Die Rechtslage:Erst mit dem Beschluss über die Gewinnverwendung entsteht der Zahlungsanspruch des Gesellschafters in der beschlossenen Höhe und Fälligkeit. Der Verwendungsbeschluss muss zwingend innerhalb von acht Monaten (bei kleinen GmbH innerhalb von elf Monaten) gefasst werden. Im Gesetz nicht vorgesehen ist ein Minderheitenschutz, der verhindert dass einer der Gesellschafter durch Bilanzgestaltung und hohe Rücklagenbildung ausgehungert wird. Wenn Sie sicherstellen wollen, dass in jedem Fall auch Gewinn ausgezahlt wird, sollten Vereinbarungen über die Gewinnverwendung in den Gesellschaftsvertrag aufgenommen werden (z. B. es besteht „Anspruch auf Vollausschüttung“ oder „außer Aufwands- und Pensionsrückstellungen dürfen sonstige und andere Rückstellungen nur mit einer ¾-Mehrheit der Gesellschafter/einstimmig beschlossen werden“).

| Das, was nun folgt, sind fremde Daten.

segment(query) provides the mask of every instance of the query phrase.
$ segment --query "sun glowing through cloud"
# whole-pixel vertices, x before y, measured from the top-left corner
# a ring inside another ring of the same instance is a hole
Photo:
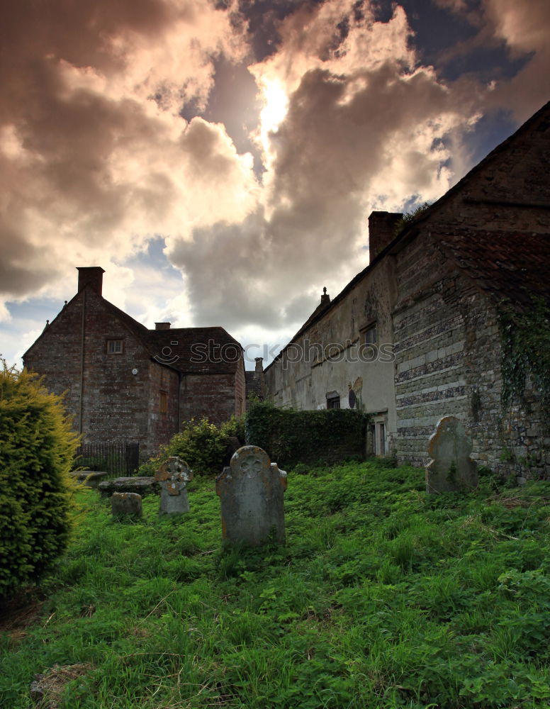
[[[260,91],[264,107],[259,114],[262,147],[269,152],[269,134],[276,133],[288,110],[288,96],[284,84],[276,79],[262,77]]]

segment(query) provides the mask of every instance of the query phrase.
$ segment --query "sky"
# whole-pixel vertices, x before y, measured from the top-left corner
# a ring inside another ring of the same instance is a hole
[[[548,0],[0,0],[0,353],[105,269],[272,359],[550,99]]]

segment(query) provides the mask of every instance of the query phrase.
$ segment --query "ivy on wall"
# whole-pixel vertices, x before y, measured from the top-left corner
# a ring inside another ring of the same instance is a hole
[[[543,409],[550,408],[550,308],[542,298],[520,311],[510,301],[498,309],[500,331],[501,403],[506,408],[524,398],[529,379],[541,395]]]
[[[362,459],[368,420],[368,415],[352,409],[296,411],[263,402],[247,413],[246,441],[281,466]]]

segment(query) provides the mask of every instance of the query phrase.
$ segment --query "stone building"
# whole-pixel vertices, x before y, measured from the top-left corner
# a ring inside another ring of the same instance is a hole
[[[416,218],[374,212],[370,263],[325,294],[264,373],[266,395],[298,408],[371,414],[368,450],[427,462],[454,415],[473,457],[550,473],[550,412],[527,381],[503,406],[503,313],[550,305],[550,104]],[[510,325],[513,327],[513,325]]]
[[[101,295],[103,269],[79,268],[78,292],[23,355],[64,403],[86,443],[155,453],[182,422],[244,411],[242,347],[223,328],[148,330]]]

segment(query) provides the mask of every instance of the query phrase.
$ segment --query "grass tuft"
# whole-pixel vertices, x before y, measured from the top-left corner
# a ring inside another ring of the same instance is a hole
[[[0,706],[31,709],[40,674],[59,709],[547,708],[550,485],[481,485],[291,471],[287,544],[257,549],[222,545],[211,479],[135,524],[83,491],[67,554],[0,616]]]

Ganz auszuschließen ist das Konfliktrisiko um Gewinnausschüttungen nicht. Gute Erfahrungen machen die Zweipersonen-GmbHs, die – auch für andere Konflikte z. B. über die zukünftige Geschäftspolitik – einen unabhängigen Beitrat einrichten oder sich darauf verständigen, dass im Konfliktfall ein im voraus benannter Mediator (Anwalt, IHK-Gutachter) eingeschaltet wird. Die gerichtliche Auseinandersetzung sollte immer nur als letzte Option eingesetzt werden – das bindet Ressourcen und führt in der Regel zu einer weiteren Vertiefung der Gräben zwischen den Parteien.